Oleh : Rufaidah Annisa
Belakangan ini, bunuh diri dianggap sebagai solusi atas permasalahan hidup. Salah satunya Bali yang merupakan tingkat bunuh diri yang paling tinggi di Indonesia saat ini. Berdasarkan Data Pusat Informasi Kriminal Indonesia (Pusiknas) Polri menyebut laporan kasus bunuh diri di Bali sepanjang 2023 mencapai angka 3,07. Angka bunuh diri dihitung berdasarkan jumlah kasus bunuh diri dibandingkan jumlah penduduk.
Secara Nasional, Provinsi Bali menempati peringkat pertama angka bunuh diri. Daerah Istimewa Yogyakarta (DIY) menempati peringkat kedua tingkat kasus bunuh diri, dengan angka bunuh diri sebesar 1,58. Sementara peringkat ketiga ditempati Provinsi Bengkulu dengan angka sebesar 1.53.

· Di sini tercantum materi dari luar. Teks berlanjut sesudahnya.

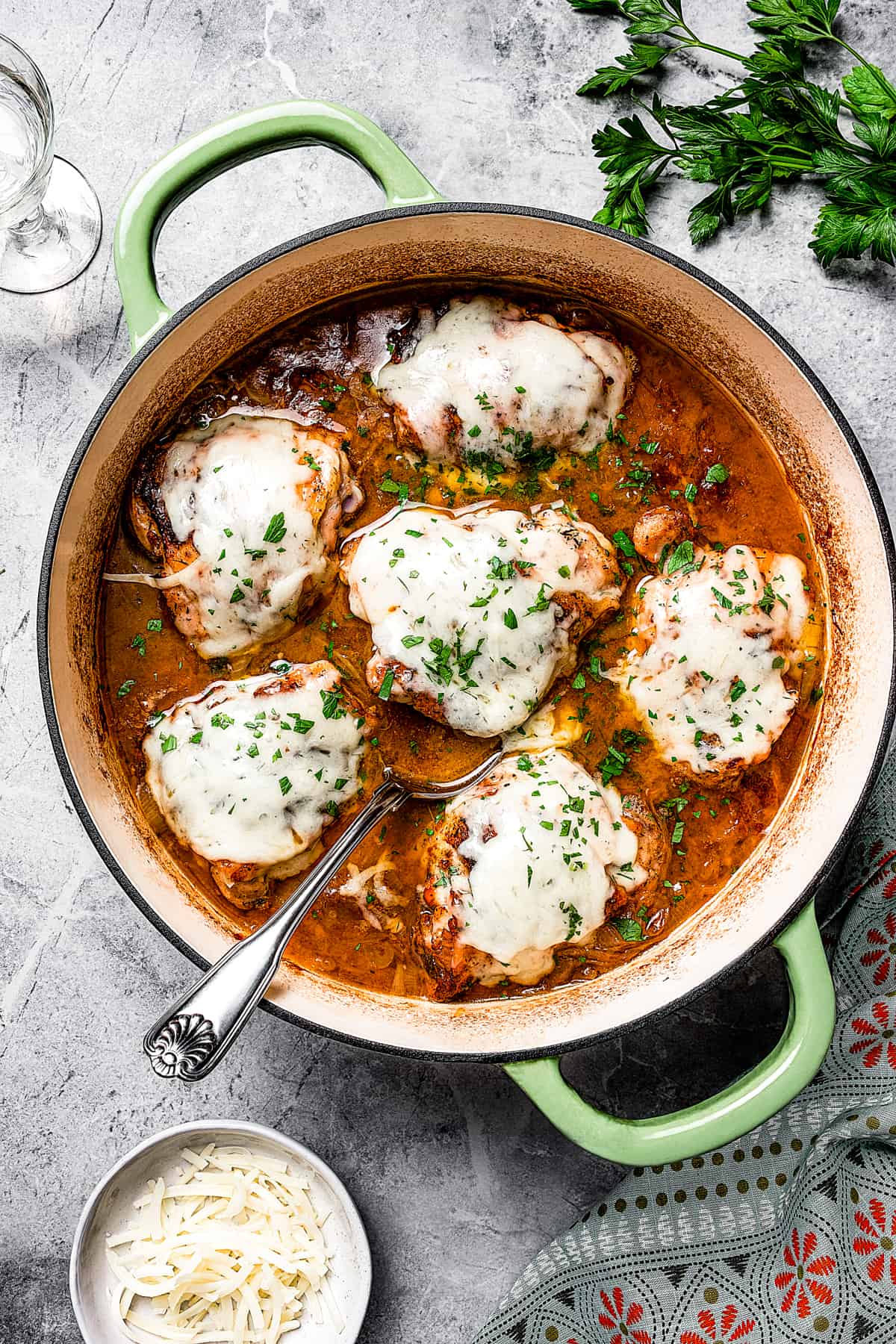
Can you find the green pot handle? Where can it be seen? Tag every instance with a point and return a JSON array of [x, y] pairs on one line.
[[719, 1120], [281, 125]]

Seorang dokter spesialis kejiwaan membeberkan penyebab daripada tingkat bunuh diri semakin meningkat, yaitu meliputi faktor biologis dan psikososial. “Penyebab secara biologis karena memang ada kelainan mental pada seseorang seperti depresi,
skizofrenia, atau gangguan bipolar. Kemudian, psikososial seperti terbelit utang, terutama saat ini adalah pinjol (pinjaman online),” beber Sri saat ditemui di RSUP Prof Ngoerah, Denpasar, Bali, melansir detik, Kamis (27/6).

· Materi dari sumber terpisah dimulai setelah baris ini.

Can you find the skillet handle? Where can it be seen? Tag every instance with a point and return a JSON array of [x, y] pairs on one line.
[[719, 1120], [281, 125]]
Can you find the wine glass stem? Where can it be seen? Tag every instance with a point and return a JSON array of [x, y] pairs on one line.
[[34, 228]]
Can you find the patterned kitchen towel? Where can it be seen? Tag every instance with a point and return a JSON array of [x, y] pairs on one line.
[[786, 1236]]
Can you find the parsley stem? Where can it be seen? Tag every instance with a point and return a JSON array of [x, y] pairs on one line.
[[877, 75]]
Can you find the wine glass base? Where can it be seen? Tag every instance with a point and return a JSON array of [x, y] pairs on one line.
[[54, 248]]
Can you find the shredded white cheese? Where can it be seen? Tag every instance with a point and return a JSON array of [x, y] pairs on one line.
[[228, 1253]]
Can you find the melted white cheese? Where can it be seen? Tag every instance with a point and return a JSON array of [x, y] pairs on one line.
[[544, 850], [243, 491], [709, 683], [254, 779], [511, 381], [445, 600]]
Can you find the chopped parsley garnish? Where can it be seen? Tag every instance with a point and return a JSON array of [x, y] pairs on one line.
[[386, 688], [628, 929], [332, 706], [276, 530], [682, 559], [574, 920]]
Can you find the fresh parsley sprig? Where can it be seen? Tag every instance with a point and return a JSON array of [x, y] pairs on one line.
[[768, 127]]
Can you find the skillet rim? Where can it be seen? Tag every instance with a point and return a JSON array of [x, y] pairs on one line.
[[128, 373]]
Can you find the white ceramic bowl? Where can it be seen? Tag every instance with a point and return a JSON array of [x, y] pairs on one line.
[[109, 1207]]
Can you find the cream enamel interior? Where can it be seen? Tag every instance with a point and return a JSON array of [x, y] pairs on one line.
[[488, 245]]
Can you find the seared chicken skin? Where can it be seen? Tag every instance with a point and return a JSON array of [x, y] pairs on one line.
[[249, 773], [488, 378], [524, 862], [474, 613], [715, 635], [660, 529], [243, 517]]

Menyadari hal itu, Pemprov Bali mengajak masyarakat berperan serta menurunkan tingkat bunuh diri. Salah satunya yaitu melakukan edukasi kepada keluarga guna membangun komunikasi dalam keluarga. Pemprov Bali juga mendorong para pemuka agama dan para ahli psikologi dalam melakukan tindakan pencegahan dan memberikan pencerahan bahwa bunuh diri bukan solusi dalam menyelesaikan masalah.
Kalau saja ada satu atau dua orang yang bunuh diri, mungkin kita masih bisa bilang ini masalah individu. Namun jika angka bunuh diri tidak lagi satu kasus melainkan ratusan kasus, maka hal tersebut bukan sekadar fenomena biasa, melainkan tren. Meningkatnya angka bunuh diri justru menggambarkan betapa buruknya mentalitas masyarakat. Mental yang lemah menandakan bahwa masyarakat kita tidak kuat menghadapi tantangan dan ujian hidup.

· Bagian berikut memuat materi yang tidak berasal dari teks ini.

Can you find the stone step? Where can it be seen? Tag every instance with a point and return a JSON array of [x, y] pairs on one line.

Timbulnya permasalahan kesehatan mental merupakan faktor internal yang dipengaruhi oleh cara pandang tertentu. Pandangan hidup yang sekuler menjauhkan agama dari kehidupan. Akibatnya masyarakat mengalami krisis jati diri sebagai hamba serta krisis keimanan yang membuat seseorang mudah tergoncang, mudah tersulut emosi, nafsu sesaat, bahkan pikiran kacau. Hal inilah yang sebenarnya menyebabkan masyarakat kita menjadi sakit, yaitu kurangnya keimanan yang mengganggu kesehatan mental.
Fenomena ini juga menunjukkan gagalnya sistem Pendidikan dalam mencetak individu yang bermental kuat, selalu bersyukur dan bersabar dalam menjalani kehidupan. Selain itu, juga menunjukkan gagalnya Negara dalam mengurus rakyat dan menjaga Kesehatan mental rakyat.